Recently I came across a picture of Wal-Mart’s “anime” selection on the Internet, showing a dozen or so Western animated films like Ice Age, Kung-Fu Panda and Garfield being sold as “anime.” This is terribly annoying to true fans, who object to the mis-use of their beloved label…although in truth, the term might be harder to define than some of us realize. We generally agree that “anime” refers to animation from Japan, but what about Re:Zero, which is partially animated in Vietnam? How about the fact that Pet Girl of Sakura-sou was done by South Korean animators, who inserted some local cultural jokes into the show for fun? We know that “anime” is always the opposite of whatever mediocre feculence Hollywood is trying to sell us this week…yet acclaimed shows like Gate and Accel World were funded and distributed by Warner Bros. Of course the nuance of any word is likely to shift when you change countries, for example in Korea some fans draw a distinction between “anime” (from Japan) and “manhwa animation” like Freezing, which is based on a comic by a Korean artist. And how about in Japan? Here it’s common for any animation to be referred to as “anime”…including the works of Disney (ugh). Now my only question is…what kind of anime is Touhou?

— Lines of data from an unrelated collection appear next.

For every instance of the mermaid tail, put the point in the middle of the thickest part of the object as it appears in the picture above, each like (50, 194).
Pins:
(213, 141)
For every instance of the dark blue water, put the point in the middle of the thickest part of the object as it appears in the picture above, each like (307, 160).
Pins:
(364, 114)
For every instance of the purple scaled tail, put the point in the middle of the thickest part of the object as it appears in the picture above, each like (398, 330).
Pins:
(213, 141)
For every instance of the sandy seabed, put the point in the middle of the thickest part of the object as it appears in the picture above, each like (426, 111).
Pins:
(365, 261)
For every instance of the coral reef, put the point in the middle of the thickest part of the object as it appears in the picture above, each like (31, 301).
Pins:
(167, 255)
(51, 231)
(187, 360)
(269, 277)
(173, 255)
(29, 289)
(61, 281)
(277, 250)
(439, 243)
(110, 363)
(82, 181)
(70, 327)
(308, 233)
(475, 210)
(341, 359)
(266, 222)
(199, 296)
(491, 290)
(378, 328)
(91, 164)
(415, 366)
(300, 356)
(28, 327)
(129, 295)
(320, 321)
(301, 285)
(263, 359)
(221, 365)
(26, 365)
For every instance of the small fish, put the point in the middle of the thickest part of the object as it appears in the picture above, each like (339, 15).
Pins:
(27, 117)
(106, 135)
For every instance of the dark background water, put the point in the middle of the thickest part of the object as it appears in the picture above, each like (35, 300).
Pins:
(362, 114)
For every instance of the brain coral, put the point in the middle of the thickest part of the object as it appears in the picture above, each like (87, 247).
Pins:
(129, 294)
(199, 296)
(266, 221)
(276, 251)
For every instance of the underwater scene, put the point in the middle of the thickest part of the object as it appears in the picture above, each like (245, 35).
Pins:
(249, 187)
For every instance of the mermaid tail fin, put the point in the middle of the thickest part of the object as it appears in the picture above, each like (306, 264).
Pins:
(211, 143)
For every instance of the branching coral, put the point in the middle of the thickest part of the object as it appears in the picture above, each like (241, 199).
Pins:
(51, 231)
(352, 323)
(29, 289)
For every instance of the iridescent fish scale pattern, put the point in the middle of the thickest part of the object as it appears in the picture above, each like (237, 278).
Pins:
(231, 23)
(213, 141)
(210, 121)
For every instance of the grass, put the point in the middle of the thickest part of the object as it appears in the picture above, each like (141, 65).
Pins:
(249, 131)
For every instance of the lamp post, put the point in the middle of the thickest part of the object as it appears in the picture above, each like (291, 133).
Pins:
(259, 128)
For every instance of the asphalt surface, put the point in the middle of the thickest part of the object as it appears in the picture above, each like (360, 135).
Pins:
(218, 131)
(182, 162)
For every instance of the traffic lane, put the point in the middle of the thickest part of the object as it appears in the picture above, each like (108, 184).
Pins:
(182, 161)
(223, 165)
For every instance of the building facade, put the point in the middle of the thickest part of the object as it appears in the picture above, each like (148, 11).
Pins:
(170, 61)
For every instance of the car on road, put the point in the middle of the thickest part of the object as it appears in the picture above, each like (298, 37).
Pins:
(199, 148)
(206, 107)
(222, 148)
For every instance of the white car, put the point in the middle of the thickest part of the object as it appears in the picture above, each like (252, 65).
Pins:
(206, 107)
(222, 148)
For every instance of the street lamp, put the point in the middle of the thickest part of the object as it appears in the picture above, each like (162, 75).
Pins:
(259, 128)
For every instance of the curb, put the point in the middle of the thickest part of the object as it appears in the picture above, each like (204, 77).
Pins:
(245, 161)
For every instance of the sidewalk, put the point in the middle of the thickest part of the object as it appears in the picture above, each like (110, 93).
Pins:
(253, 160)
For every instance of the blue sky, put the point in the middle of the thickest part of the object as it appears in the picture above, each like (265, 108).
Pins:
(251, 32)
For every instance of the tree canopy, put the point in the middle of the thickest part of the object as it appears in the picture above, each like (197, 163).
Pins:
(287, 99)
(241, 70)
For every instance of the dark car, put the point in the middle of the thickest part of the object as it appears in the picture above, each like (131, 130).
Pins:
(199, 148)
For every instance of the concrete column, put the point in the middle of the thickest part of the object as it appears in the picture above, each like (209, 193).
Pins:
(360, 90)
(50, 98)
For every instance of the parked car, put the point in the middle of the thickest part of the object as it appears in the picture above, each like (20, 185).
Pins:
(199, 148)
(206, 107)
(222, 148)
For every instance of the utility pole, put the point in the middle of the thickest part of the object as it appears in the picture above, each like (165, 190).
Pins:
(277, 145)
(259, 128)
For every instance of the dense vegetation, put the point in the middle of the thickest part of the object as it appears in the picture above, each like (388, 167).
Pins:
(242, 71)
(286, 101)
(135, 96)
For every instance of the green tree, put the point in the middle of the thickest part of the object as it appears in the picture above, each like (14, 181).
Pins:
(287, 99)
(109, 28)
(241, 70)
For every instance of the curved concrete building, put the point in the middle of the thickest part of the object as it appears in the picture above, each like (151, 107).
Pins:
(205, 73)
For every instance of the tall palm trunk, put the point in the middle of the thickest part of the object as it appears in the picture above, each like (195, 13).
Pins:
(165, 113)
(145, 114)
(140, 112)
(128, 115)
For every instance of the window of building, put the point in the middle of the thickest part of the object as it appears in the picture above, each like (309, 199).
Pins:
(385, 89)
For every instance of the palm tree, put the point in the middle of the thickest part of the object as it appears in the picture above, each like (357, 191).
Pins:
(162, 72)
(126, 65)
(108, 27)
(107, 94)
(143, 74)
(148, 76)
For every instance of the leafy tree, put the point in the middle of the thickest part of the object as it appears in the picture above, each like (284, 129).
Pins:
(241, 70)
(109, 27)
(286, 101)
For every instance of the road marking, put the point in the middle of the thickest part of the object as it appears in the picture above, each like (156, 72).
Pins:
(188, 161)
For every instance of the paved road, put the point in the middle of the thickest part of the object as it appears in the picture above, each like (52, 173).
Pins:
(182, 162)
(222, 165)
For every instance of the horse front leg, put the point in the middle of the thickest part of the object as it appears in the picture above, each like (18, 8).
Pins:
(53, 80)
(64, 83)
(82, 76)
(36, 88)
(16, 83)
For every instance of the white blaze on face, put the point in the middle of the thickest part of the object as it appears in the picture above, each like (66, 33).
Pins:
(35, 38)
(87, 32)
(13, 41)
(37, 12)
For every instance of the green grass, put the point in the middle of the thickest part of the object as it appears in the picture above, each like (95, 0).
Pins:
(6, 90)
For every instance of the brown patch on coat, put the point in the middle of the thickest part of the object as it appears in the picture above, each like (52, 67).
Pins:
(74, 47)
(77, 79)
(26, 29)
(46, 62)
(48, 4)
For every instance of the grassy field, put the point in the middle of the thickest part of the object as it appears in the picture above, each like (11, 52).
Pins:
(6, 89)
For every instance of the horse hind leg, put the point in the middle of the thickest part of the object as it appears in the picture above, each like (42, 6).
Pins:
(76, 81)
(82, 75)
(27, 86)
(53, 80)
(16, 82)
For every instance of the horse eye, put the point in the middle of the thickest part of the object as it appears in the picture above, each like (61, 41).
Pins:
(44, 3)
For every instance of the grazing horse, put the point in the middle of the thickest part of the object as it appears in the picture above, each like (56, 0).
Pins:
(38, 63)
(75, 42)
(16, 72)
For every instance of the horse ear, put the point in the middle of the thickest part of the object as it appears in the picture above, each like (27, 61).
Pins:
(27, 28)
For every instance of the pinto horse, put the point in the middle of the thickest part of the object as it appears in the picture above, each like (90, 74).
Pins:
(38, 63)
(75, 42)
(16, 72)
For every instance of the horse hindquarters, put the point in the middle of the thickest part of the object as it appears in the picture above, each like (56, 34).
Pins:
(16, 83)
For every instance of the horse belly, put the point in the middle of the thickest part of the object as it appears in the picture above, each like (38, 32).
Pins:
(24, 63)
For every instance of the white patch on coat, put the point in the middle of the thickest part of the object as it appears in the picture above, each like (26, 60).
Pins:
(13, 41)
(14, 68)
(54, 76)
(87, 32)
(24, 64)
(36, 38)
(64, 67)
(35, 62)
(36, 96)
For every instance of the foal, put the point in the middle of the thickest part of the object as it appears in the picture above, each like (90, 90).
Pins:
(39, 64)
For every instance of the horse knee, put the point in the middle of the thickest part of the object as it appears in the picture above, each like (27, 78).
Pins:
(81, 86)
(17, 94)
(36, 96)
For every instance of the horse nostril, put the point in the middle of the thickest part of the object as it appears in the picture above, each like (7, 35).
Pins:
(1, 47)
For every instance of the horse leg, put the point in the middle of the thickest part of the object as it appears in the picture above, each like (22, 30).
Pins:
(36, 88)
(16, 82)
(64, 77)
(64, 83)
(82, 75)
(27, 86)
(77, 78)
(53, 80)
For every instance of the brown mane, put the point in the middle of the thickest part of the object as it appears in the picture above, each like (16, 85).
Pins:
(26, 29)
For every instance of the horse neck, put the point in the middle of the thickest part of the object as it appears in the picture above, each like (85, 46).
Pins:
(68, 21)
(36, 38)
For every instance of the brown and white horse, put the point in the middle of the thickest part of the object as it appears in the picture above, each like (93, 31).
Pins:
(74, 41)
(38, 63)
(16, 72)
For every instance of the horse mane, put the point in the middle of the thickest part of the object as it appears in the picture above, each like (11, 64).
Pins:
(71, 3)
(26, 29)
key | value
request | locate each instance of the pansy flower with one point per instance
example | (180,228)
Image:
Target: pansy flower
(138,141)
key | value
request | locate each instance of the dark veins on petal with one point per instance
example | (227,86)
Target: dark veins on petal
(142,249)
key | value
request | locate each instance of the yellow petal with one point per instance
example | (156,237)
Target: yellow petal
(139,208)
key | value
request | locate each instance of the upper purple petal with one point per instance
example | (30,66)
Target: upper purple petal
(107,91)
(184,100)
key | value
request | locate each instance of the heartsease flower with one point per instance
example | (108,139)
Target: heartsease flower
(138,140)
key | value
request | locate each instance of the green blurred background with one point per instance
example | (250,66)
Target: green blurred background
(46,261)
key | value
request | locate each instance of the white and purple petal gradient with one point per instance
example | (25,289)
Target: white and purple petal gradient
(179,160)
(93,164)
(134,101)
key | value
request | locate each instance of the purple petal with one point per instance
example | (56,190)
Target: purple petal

Japan is an amazing country that has achieved a high degree of peace and prosperity for its people. One aspect of the Japanese life I’ve always been impressed by is the way that, by and large, women are able to either choose to work as full-time housewives, or else take five years off from their careers to raise children then return to the workplace without undue economic strain if they want, something that would be difficult in the U.S. As Japan faces increasing labor crunches — the unemployment rate is just 3.2%, and some business activities are being curtailed due to there being no one to work — a new idea is being considered by the Japanese government: to curtail the current rule that allows women listed as dependents of their households to avoid paying income taxes if they earn less than 1 million yen (around $10,000) per year. The rule allows women to work a little without paying taxes, but (the thinking goes) creates a psychological barrier that keeps them from wanting to really earn a proper salary and contribute to Japan’s economy. After running J-List for near 20 years, I’d have to say this rule really needs to be repealed, as we’ve had many amazing female employees who were unable to live up to their potential because of that silly annual income limit.